Подгоняемый этими мыслями, я, как на парусах, мчался в наш город, который оказался основательно разрушенным и сожженным, а потом не шел, а бежал мимо руин и пепелищ, безошибочно угадывая направление.
Инвалидная улица сгорела почти вся. Ни домов, ни заборов. Только кирпичные фундаменты, поросшие травой, остатки обугленных бревен и сиротливые дымоходы русских печей, закопченных после пожара. И вы не поверите, потому что я не поверил своим глазам: наш дом стоял цел и невредим. И даже забор и большие ворота, на которых был написан тот же номер, что и до войны, и даже фамилия владельца. Моя фамилия. Вернее, не моя, а моих предков. Но какая разница — ведь я же их единственный наследник.
Как я потом узнал, наш дом не сожгли лишь потому, что в нем помещалась немецкая полиция.

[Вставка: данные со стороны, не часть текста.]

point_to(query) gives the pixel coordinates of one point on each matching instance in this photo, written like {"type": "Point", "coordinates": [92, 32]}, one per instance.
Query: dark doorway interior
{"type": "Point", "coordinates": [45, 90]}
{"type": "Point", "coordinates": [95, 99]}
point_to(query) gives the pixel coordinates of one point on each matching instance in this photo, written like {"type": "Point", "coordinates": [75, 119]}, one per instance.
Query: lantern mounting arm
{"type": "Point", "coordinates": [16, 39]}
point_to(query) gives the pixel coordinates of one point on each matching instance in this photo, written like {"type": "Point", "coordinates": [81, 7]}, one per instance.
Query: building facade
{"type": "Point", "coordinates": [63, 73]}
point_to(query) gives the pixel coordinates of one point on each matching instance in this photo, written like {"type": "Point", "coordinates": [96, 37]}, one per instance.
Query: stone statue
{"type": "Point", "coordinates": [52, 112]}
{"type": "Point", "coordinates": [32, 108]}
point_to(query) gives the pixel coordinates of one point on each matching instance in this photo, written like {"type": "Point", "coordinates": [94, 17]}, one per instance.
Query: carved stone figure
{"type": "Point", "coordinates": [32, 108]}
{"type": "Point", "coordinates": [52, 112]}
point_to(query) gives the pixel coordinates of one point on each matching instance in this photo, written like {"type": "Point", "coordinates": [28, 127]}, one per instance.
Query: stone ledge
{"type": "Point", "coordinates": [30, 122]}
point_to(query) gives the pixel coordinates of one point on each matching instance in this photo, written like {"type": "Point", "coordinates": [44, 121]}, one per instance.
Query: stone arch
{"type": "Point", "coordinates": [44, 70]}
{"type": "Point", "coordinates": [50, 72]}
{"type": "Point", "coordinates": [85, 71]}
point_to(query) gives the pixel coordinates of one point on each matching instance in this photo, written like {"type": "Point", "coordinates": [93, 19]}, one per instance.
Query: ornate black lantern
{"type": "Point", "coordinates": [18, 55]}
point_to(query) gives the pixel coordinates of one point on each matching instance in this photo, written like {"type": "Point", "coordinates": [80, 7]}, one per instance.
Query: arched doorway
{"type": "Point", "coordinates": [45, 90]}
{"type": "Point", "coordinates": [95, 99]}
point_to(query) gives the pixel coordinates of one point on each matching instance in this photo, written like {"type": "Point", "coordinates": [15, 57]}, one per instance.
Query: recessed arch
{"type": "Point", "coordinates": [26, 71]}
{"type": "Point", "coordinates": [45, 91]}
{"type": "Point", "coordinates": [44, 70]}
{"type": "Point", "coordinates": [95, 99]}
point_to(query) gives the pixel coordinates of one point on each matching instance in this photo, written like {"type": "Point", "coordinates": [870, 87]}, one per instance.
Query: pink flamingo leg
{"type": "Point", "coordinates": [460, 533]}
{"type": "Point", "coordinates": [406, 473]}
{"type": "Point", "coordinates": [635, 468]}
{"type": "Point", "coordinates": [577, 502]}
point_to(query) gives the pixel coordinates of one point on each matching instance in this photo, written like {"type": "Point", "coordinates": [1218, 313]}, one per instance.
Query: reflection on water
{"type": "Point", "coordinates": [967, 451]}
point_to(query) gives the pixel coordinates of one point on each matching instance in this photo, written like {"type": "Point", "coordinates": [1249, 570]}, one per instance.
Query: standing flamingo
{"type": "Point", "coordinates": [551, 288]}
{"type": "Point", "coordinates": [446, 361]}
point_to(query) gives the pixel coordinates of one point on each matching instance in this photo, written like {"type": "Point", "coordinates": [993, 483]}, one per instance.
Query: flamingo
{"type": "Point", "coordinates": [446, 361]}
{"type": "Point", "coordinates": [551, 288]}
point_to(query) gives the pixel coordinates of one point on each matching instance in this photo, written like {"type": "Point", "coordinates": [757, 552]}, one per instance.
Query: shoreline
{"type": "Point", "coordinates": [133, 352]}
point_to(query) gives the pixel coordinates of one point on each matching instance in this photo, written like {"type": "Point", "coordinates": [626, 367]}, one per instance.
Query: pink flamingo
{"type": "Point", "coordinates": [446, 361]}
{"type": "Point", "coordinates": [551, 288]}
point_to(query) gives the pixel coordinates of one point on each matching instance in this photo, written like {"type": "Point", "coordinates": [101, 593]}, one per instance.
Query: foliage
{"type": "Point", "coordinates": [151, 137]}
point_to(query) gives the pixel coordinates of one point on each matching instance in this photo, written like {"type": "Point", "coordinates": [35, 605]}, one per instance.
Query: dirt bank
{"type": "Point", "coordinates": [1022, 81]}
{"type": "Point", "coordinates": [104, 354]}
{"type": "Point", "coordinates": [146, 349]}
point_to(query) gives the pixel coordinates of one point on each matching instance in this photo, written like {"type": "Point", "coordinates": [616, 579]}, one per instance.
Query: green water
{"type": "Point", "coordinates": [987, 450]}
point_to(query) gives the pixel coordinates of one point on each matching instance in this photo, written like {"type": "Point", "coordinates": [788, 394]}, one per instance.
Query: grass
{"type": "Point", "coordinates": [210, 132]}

Но в тот момент меня это не интересовало. Главное было в том, что я не один на свете. После войны остались в живых я и наш дом. Я мгновенно стал человеком с обеспеченным будущим. Волнуясь, стоял я у калитки. Несомненно, какие-то сантименты бурлили в моей душе, но я был солдат и умел не показывать виду. Как солдат, я пытался точно сориентироваться в обстановке: не продешевить по неопытности и продать дом за хорошую цену.
Мне лично дом не был нужен. Война меня сделала вольной птицей. Все мое имущество помещалось в вещевом мешке и состояло из двух банок мясных консервов, выданных сухим пайком, и смены солдатского белья. Да еще трофейный кинжал, который мне был дорог как память. Им я был ранен в лицо в рукопашной схватке, окончившейся весьма удачно для меня. Владелец кинжала хотел попасть мне в горло, но промахнулся и воткнул его мне в челюсть и я остался жив, чего не могу сказать о нем. Его сзади штыком закололи прибежавшие на подмогу ребята.
Так что вы сами понимаете: к калитке я подходил нищим, а открыв ее, становился сказочным богачом.
Я открыл калитку.
Тут я прошу моих слушателей оставаться спокойными и попытаться представить на миг выражение моего лица. Я его, естественно, видеть не мог, но когда теперь, спустя много времени, хочу его вообразить, то другого слова, как «помертвел», не могу подобрать. Я отчетливо помню только, что мне сделалось на минуточку нехорошо, хоть я был парнем крепким и отнюдь не сентиментальным.
То, что дом обитаем и что в нем кто-то живет, — я не сомневался. И я, пока шел к калитке, не без удовольствия представлял, как я этим удивленным жильцам предъявлю свои хозяйские права и твердым, отнюдь не мальчишеским голосом предложу выметаться подобру-поздорову.
В нашем доме действительно жили. И эти люди теперь стояли во дворе и с недоумением смотрели на обалдело застывшего в калитке молоденького солдатика с вещевым мешком на плече.
Кто же стоял во дворе?
Моя мама. Раз. Такая же, как до войны. Только очень плохо одетая. С косынкой на голове, она согнулась над корытом, в котором пузырилась белая мыльная пена. Она взглянула на меня, не узнала и снова склонилась над корытом.
Моя сестра. Два. Она выросла за эти годы и вытянулась в длинного подростка, и я бы ее никогда не узнал, если бы не увидел рядом с мамой.